Casey Oware GMT20231205-171339_Recording_separate5: I would say that my biggest learning is that[00:33:00] in every circumstance there is something I could have done better. I think when you know people are our business, it's very easy to say, you know, that didn't work out because of that guy, or this circumstance, or this and the introspection that is available that, well, if I had a just paused and listened to what that person was really saying, or if I would've, if I would've, there, there's a different outcome possible. Once I started again, turning that mirror on myself instead of outwardly there was a lot more professional growth and I, I think I became a more valuable asset to the company knowing that there is always something I could have done differently to have a better outcome. Even if the outcome was wonderful.
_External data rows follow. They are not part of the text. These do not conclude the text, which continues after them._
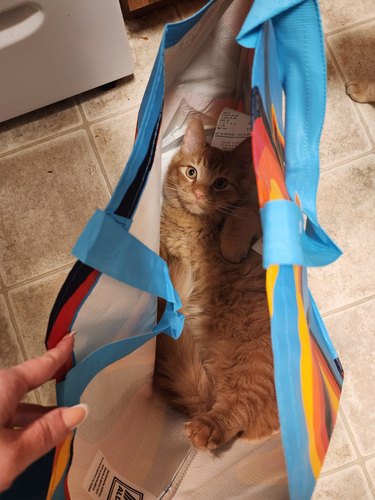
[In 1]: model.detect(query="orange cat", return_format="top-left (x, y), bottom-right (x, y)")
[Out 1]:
top-left (155, 118), bottom-right (279, 449)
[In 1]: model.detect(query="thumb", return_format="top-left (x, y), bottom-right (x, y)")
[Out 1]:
top-left (8, 404), bottom-right (88, 488)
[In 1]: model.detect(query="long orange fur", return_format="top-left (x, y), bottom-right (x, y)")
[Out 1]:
top-left (155, 118), bottom-right (279, 449)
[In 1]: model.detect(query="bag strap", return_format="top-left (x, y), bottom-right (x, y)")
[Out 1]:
top-left (237, 0), bottom-right (326, 222)
top-left (72, 210), bottom-right (184, 338)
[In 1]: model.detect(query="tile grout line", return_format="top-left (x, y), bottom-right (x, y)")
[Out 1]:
top-left (320, 148), bottom-right (375, 175)
top-left (322, 294), bottom-right (375, 318)
top-left (325, 38), bottom-right (375, 149)
top-left (0, 98), bottom-right (140, 159)
top-left (324, 16), bottom-right (375, 37)
top-left (318, 408), bottom-right (375, 497)
top-left (0, 276), bottom-right (42, 405)
top-left (341, 410), bottom-right (375, 497)
top-left (0, 258), bottom-right (75, 293)
top-left (78, 103), bottom-right (113, 197)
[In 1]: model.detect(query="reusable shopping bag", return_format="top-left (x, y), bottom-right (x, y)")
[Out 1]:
top-left (19, 0), bottom-right (343, 500)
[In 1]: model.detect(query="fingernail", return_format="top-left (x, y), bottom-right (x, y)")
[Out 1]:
top-left (62, 403), bottom-right (89, 430)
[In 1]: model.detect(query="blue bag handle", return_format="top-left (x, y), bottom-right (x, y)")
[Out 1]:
top-left (237, 0), bottom-right (326, 220)
top-left (237, 0), bottom-right (341, 267)
top-left (72, 210), bottom-right (184, 338)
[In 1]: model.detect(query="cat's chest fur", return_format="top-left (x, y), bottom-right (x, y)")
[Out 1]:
top-left (161, 208), bottom-right (220, 272)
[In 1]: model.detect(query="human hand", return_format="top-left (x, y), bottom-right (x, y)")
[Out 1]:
top-left (0, 335), bottom-right (88, 491)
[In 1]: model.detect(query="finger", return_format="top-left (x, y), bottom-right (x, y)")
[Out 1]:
top-left (10, 403), bottom-right (56, 427)
top-left (9, 335), bottom-right (74, 399)
top-left (0, 404), bottom-right (88, 490)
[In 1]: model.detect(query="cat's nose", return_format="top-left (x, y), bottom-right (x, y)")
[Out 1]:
top-left (194, 190), bottom-right (205, 200)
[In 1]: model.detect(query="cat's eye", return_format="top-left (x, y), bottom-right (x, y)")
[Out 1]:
top-left (214, 177), bottom-right (228, 189)
top-left (186, 167), bottom-right (197, 179)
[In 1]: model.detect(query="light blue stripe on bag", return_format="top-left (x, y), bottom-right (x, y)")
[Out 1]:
top-left (260, 200), bottom-right (341, 269)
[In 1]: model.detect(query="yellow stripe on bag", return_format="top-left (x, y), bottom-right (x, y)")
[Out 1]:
top-left (46, 432), bottom-right (74, 500)
top-left (293, 266), bottom-right (322, 479)
top-left (266, 264), bottom-right (280, 318)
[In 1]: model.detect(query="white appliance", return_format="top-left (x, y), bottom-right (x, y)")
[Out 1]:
top-left (0, 0), bottom-right (133, 122)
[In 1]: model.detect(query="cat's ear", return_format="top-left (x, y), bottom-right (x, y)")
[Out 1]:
top-left (181, 116), bottom-right (206, 154)
top-left (231, 137), bottom-right (252, 167)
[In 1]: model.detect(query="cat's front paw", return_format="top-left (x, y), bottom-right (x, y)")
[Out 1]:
top-left (185, 416), bottom-right (226, 450)
top-left (220, 239), bottom-right (250, 264)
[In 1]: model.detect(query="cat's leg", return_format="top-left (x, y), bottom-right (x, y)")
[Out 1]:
top-left (220, 205), bottom-right (262, 263)
top-left (154, 325), bottom-right (213, 418)
top-left (186, 342), bottom-right (279, 450)
top-left (346, 79), bottom-right (375, 103)
top-left (168, 257), bottom-right (194, 305)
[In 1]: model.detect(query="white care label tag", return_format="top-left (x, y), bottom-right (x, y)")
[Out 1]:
top-left (211, 108), bottom-right (251, 151)
top-left (83, 450), bottom-right (156, 500)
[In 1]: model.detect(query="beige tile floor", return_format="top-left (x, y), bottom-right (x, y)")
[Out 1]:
top-left (0, 0), bottom-right (375, 500)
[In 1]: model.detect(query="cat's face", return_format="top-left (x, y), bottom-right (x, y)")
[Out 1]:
top-left (164, 118), bottom-right (252, 218)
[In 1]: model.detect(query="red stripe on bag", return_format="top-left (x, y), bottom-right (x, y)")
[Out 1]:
top-left (47, 269), bottom-right (100, 382)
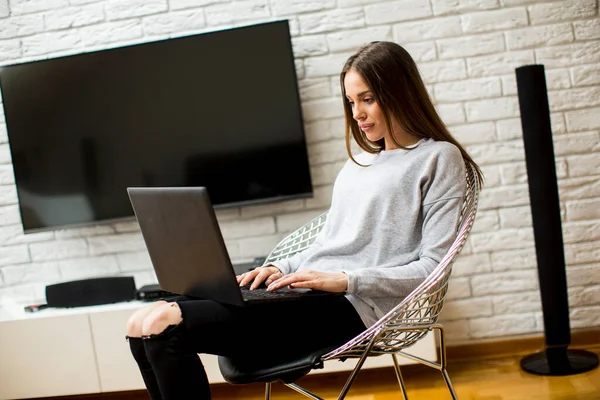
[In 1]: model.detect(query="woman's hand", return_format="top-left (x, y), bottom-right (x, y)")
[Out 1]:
top-left (267, 270), bottom-right (348, 293)
top-left (236, 265), bottom-right (283, 290)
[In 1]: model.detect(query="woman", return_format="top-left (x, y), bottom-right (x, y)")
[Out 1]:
top-left (127, 42), bottom-right (481, 400)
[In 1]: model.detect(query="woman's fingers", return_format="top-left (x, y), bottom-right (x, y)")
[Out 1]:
top-left (267, 271), bottom-right (312, 291)
top-left (265, 272), bottom-right (283, 286)
top-left (237, 269), bottom-right (259, 286)
top-left (267, 270), bottom-right (348, 292)
top-left (250, 268), bottom-right (273, 290)
top-left (236, 267), bottom-right (283, 290)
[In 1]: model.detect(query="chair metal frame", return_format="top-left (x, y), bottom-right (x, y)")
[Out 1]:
top-left (256, 163), bottom-right (480, 400)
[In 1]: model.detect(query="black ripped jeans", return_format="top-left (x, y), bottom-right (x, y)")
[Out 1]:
top-left (129, 296), bottom-right (366, 400)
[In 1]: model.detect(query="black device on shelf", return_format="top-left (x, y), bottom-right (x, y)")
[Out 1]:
top-left (135, 284), bottom-right (177, 301)
top-left (0, 20), bottom-right (313, 232)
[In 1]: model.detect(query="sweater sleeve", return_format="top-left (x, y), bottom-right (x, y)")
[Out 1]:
top-left (344, 149), bottom-right (466, 298)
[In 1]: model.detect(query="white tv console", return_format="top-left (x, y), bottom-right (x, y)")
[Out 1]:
top-left (0, 301), bottom-right (437, 400)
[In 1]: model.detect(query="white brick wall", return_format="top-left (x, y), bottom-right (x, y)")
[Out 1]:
top-left (0, 0), bottom-right (600, 343)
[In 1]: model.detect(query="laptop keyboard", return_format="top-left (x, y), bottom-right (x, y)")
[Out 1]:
top-left (240, 285), bottom-right (310, 299)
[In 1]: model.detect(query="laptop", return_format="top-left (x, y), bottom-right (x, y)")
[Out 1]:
top-left (127, 187), bottom-right (343, 306)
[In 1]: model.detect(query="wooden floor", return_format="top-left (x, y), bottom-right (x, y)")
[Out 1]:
top-left (48, 345), bottom-right (600, 400)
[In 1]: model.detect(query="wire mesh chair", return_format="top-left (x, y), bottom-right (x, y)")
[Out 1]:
top-left (219, 163), bottom-right (480, 400)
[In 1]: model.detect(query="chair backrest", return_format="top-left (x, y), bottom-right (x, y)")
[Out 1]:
top-left (265, 212), bottom-right (327, 264)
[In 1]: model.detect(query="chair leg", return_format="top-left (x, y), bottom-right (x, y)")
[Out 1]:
top-left (392, 354), bottom-right (408, 400)
top-left (338, 336), bottom-right (377, 400)
top-left (434, 325), bottom-right (458, 400)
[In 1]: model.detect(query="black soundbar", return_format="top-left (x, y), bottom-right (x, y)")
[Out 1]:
top-left (46, 276), bottom-right (135, 307)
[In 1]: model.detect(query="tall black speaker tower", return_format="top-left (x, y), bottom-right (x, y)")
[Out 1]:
top-left (516, 65), bottom-right (598, 375)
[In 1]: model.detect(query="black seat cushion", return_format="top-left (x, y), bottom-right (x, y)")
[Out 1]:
top-left (219, 349), bottom-right (330, 384)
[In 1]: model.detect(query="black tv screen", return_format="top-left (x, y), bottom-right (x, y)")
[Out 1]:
top-left (0, 21), bottom-right (313, 232)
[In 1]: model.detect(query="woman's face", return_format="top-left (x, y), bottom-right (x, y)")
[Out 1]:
top-left (344, 70), bottom-right (397, 150)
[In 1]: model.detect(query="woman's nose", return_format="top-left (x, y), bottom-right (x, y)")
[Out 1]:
top-left (352, 106), bottom-right (365, 121)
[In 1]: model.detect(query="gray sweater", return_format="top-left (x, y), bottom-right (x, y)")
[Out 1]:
top-left (273, 139), bottom-right (466, 326)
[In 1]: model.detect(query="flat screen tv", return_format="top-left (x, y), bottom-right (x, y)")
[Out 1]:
top-left (0, 20), bottom-right (313, 233)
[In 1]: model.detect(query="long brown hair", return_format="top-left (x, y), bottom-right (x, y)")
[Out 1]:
top-left (340, 42), bottom-right (483, 183)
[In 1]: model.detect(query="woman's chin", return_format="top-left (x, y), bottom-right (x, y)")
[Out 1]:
top-left (365, 132), bottom-right (383, 142)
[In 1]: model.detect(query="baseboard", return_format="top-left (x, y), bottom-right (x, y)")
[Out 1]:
top-left (446, 329), bottom-right (600, 361)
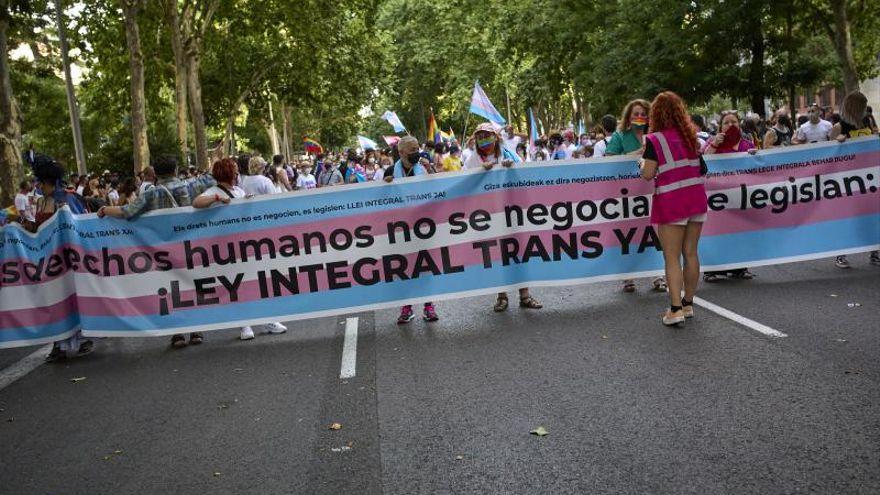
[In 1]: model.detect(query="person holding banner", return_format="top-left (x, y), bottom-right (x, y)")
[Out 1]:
top-left (384, 136), bottom-right (440, 325)
top-left (831, 91), bottom-right (880, 268)
top-left (465, 122), bottom-right (544, 313)
top-left (639, 91), bottom-right (708, 326)
top-left (605, 99), bottom-right (666, 292)
top-left (703, 110), bottom-right (758, 282)
top-left (98, 156), bottom-right (215, 348)
top-left (193, 157), bottom-right (287, 340)
top-left (28, 155), bottom-right (95, 363)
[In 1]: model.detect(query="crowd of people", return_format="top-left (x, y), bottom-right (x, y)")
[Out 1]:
top-left (8, 92), bottom-right (880, 361)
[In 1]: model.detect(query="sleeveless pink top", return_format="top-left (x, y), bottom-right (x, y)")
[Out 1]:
top-left (647, 129), bottom-right (708, 224)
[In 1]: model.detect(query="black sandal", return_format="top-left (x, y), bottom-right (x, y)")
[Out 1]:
top-left (519, 296), bottom-right (544, 309)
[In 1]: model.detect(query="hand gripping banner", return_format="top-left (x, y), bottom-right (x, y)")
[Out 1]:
top-left (0, 136), bottom-right (880, 347)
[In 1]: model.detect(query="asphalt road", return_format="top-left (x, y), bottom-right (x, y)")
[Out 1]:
top-left (0, 255), bottom-right (880, 494)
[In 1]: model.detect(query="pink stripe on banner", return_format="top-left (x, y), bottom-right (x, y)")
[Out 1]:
top-left (0, 294), bottom-right (77, 330)
top-left (703, 185), bottom-right (880, 236)
top-left (0, 179), bottom-right (651, 286)
top-left (706, 151), bottom-right (880, 192)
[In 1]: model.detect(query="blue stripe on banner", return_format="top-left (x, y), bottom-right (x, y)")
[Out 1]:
top-left (705, 136), bottom-right (880, 172)
top-left (75, 215), bottom-right (880, 333)
top-left (0, 315), bottom-right (79, 344)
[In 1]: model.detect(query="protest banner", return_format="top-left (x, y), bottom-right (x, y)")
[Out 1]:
top-left (0, 137), bottom-right (880, 347)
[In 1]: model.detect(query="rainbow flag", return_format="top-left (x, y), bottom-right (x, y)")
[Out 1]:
top-left (428, 112), bottom-right (440, 144)
top-left (303, 136), bottom-right (324, 155)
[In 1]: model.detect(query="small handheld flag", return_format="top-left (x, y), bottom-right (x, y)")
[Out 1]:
top-left (428, 112), bottom-right (440, 144)
top-left (529, 107), bottom-right (538, 156)
top-left (470, 81), bottom-right (507, 125)
top-left (303, 136), bottom-right (324, 155)
top-left (382, 110), bottom-right (406, 132)
top-left (358, 136), bottom-right (379, 150)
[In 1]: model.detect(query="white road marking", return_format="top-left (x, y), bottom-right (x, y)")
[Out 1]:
top-left (339, 316), bottom-right (358, 379)
top-left (694, 297), bottom-right (788, 338)
top-left (0, 344), bottom-right (52, 390)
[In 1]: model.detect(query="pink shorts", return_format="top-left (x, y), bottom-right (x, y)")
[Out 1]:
top-left (666, 213), bottom-right (707, 227)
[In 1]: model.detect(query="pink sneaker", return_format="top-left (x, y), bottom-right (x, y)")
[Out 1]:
top-left (422, 303), bottom-right (440, 321)
top-left (397, 306), bottom-right (416, 325)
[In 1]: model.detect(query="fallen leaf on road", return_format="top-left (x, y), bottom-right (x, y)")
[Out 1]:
top-left (529, 426), bottom-right (550, 437)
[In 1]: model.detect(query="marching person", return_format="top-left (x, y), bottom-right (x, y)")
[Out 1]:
top-left (384, 136), bottom-right (440, 325)
top-left (464, 122), bottom-right (544, 313)
top-left (700, 110), bottom-right (758, 282)
top-left (98, 156), bottom-right (214, 349)
top-left (604, 99), bottom-right (666, 292)
top-left (831, 91), bottom-right (880, 269)
top-left (639, 91), bottom-right (708, 325)
top-left (29, 155), bottom-right (95, 363)
top-left (192, 157), bottom-right (287, 340)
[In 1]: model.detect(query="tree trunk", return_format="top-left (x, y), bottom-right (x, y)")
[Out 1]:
top-left (165, 0), bottom-right (189, 167)
top-left (749, 18), bottom-right (766, 117)
top-left (55, 0), bottom-right (86, 175)
top-left (120, 0), bottom-right (150, 174)
top-left (186, 50), bottom-right (211, 170)
top-left (831, 0), bottom-right (859, 94)
top-left (0, 8), bottom-right (24, 207)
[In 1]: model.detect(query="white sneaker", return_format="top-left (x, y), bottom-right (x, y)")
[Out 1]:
top-left (266, 321), bottom-right (287, 333)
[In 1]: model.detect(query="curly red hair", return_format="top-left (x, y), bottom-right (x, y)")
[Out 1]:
top-left (211, 158), bottom-right (238, 184)
top-left (649, 91), bottom-right (697, 153)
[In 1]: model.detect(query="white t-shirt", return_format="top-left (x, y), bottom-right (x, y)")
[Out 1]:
top-left (461, 152), bottom-right (504, 170)
top-left (15, 193), bottom-right (34, 222)
top-left (199, 186), bottom-right (247, 198)
top-left (593, 136), bottom-right (611, 158)
top-left (504, 135), bottom-right (522, 154)
top-left (138, 180), bottom-right (153, 196)
top-left (296, 172), bottom-right (318, 189)
top-left (797, 119), bottom-right (834, 143)
top-left (240, 175), bottom-right (276, 196)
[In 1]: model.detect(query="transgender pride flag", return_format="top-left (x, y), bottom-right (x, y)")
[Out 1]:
top-left (471, 81), bottom-right (507, 125)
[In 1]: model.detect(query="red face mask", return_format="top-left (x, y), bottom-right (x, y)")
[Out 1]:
top-left (718, 125), bottom-right (742, 150)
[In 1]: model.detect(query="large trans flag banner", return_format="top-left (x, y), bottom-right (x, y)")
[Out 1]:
top-left (0, 136), bottom-right (880, 347)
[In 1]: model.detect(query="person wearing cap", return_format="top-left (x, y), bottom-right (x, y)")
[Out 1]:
top-left (791, 103), bottom-right (834, 144)
top-left (465, 122), bottom-right (544, 313)
top-left (384, 136), bottom-right (440, 325)
top-left (442, 144), bottom-right (464, 172)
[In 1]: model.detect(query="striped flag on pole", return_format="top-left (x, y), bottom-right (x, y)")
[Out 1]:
top-left (471, 81), bottom-right (507, 125)
top-left (358, 136), bottom-right (379, 150)
top-left (529, 107), bottom-right (538, 158)
top-left (382, 110), bottom-right (406, 132)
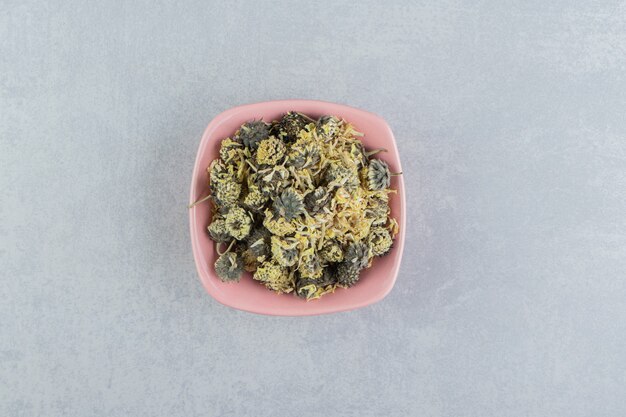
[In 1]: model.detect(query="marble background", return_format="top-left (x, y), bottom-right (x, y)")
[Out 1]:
top-left (0, 0), bottom-right (626, 417)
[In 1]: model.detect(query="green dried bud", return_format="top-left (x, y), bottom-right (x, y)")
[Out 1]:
top-left (367, 227), bottom-right (393, 256)
top-left (319, 239), bottom-right (343, 262)
top-left (350, 142), bottom-right (368, 167)
top-left (252, 165), bottom-right (291, 196)
top-left (226, 207), bottom-right (252, 240)
top-left (344, 242), bottom-right (369, 270)
top-left (287, 137), bottom-right (320, 169)
top-left (220, 138), bottom-right (241, 162)
top-left (276, 111), bottom-right (309, 142)
top-left (337, 262), bottom-right (361, 288)
top-left (243, 184), bottom-right (268, 212)
top-left (271, 236), bottom-right (298, 267)
top-left (237, 120), bottom-right (270, 150)
top-left (367, 159), bottom-right (391, 190)
top-left (215, 252), bottom-right (243, 282)
top-left (298, 256), bottom-right (323, 279)
top-left (246, 226), bottom-right (271, 257)
top-left (216, 178), bottom-right (241, 206)
top-left (256, 136), bottom-right (285, 165)
top-left (263, 209), bottom-right (296, 236)
top-left (304, 187), bottom-right (332, 215)
top-left (274, 188), bottom-right (304, 221)
top-left (324, 162), bottom-right (361, 192)
top-left (316, 116), bottom-right (341, 140)
top-left (252, 261), bottom-right (293, 292)
top-left (317, 265), bottom-right (337, 287)
top-left (207, 216), bottom-right (230, 243)
top-left (365, 193), bottom-right (389, 226)
top-left (296, 277), bottom-right (318, 300)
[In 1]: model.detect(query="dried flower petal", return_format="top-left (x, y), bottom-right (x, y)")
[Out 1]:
top-left (236, 120), bottom-right (270, 149)
top-left (226, 207), bottom-right (252, 240)
top-left (215, 252), bottom-right (243, 282)
top-left (207, 217), bottom-right (230, 243)
top-left (367, 159), bottom-right (391, 190)
top-left (256, 136), bottom-right (285, 165)
top-left (274, 188), bottom-right (304, 221)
There's still room for growth in that.

Casey Oware GMT20231205-171339_Recording_separate1: So, which connects us directly to two core themes that we've [00:34:00] talked about today, right? Like if there's something I could have done, even if it went beautifully. There's always room for continuous improvement and we see that is a true belief held in entrepreneurial. I. Companies, right? That startup culture.

So I think that's really interesting. And then also back to, you know, the whole piece around you know, your professional growth and we've been talking about growth of the company. You're a very growth oriented organization, right? So, so it's really it makes sense for people to, to kind of. Decide, I'm going to be open and curious not only about what others could do or could have done, but what about me?

Right. So being more inter inter looking as well as outer.

Casey Oware GMT20231205-171339_Recording_separate5: I think if you have a couple key members that think that way, any department can go anywhere.

Casey Oware GMT20231205-171339_Recording_separate1: Yeah. Yeah. Beautiful. Well, thank you so much, Casey. This has been a really great conversation. I've really, really enjoyed discussing with you all of the different themes from recruitment to [00:35:00] Rubik's Cubes and, and startup culture. Thank you very much for coming on the show.

Casey Oware GMT20231205-171339_Recording_separate5: Thank you, Lisa. It was an absolute pleasure.